Quickstart: Balance a ball with AI (Moab)


  • Total time to complete: 20 minutes
  • Active time: 5 minutes
  • Machine training time: 15 minutes

Teach an AI to balance a ball in the center of a plate with Bonsai, a predefined simulator, and sample code.

Before you start

To complete this demo, you must have a valid Microsoft or Azure account and a valid Bonsai workspace provisioned on Azure. If you need an account or Azure trial, follow the instructions in Microsoft account setup for Bonsai.

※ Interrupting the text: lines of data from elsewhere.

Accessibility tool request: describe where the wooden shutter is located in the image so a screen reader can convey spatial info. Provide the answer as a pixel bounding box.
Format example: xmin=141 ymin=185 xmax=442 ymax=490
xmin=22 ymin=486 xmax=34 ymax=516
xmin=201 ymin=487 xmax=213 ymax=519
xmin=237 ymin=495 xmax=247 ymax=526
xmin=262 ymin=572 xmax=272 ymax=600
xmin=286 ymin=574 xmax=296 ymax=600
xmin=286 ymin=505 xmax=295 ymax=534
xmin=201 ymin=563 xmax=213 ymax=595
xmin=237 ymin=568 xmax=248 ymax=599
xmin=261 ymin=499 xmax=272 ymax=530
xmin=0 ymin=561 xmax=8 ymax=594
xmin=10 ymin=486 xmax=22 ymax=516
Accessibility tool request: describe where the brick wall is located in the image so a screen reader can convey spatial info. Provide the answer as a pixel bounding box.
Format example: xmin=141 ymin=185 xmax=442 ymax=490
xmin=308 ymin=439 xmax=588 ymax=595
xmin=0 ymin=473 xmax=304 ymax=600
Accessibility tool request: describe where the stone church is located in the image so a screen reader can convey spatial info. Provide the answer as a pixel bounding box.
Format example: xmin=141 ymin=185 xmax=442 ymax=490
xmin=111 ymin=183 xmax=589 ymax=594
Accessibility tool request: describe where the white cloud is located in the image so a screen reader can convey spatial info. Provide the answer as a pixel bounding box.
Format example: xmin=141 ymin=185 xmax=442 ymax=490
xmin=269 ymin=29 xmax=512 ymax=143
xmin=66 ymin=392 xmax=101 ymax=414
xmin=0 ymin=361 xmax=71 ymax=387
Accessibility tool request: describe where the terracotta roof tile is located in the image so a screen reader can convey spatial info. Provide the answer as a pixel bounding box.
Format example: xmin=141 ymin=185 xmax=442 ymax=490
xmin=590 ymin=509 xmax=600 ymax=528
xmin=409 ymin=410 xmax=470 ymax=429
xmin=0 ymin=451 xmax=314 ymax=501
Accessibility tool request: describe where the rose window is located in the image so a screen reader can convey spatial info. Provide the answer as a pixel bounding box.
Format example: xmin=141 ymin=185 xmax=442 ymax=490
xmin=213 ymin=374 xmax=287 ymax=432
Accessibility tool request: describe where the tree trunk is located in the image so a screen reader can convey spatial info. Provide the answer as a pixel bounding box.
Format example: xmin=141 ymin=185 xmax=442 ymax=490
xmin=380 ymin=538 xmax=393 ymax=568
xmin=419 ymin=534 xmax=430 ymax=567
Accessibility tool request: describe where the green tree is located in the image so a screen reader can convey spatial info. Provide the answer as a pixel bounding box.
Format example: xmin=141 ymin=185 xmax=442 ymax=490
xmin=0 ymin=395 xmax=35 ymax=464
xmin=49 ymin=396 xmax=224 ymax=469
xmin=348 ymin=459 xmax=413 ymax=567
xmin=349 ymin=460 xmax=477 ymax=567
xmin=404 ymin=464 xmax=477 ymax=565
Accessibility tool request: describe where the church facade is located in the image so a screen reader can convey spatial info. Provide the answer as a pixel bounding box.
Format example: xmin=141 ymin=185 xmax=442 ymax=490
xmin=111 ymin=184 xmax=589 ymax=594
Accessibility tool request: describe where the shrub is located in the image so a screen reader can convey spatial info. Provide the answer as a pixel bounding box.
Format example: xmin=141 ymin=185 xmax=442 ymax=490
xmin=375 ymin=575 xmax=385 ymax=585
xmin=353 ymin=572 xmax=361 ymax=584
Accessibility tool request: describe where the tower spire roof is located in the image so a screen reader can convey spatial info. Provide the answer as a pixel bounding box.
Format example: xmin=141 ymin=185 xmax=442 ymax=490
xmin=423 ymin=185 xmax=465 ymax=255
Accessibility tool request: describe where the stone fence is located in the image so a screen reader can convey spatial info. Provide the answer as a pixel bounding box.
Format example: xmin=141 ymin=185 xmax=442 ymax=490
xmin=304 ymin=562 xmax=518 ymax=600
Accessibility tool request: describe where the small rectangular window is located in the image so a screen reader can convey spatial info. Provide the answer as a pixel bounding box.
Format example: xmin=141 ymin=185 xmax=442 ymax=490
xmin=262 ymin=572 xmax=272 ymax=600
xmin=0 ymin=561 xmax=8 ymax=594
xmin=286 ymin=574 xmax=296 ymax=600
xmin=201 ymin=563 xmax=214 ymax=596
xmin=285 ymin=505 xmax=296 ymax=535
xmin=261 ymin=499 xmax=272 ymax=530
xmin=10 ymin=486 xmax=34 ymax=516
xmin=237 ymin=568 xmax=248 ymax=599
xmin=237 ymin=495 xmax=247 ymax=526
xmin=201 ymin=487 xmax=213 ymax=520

Step 1: Load the Moab brain

Bonsai provides a prepackaged simulator and sample code for the ball balancing problem (Moab). To build your brain:

  1. Sign into the Bonsai UI.
  2. Select Moab from the list of demo brains from the Getting Started dialog.
  3. Name your new brain (for example, "Moab Demo").
  4. Click Create Brain to load the sample brain and simulator.

'Create Brain' screen

Partial screenshot of the "Create Brain" screen with the Moab sample brain highlighted.

Step 2: Inspect the curriculum

Bonsai opens the teaching UI when your demo brain loads. The teaching UI includes a coding panel and a graphing panel. The coding panel displays our teaching code (the curriculum) written in a proprietary language called Inkling. The graph in the graphing panel represents the iterative learning process defined by the Inkling code.

Bonsai Teaching UI

Annotated screenshot of the Bonsai Teaching UI divided into three horizontal panels (left, center, and right). The left panel displays available brains and simulators. The center panel is annotated with 'Coding Panel' and displays the example Inkling code. The right panel is annotated with 'Graphing Panel' and displays a teaching graph. The teaching graph has three nodes arranged vertically (top, middle, bottom). The top node is labeled 'ObservableState'. The middle node is labeled 'Concept MoveToCenter'. The bottom node is labeled 'SimAction'.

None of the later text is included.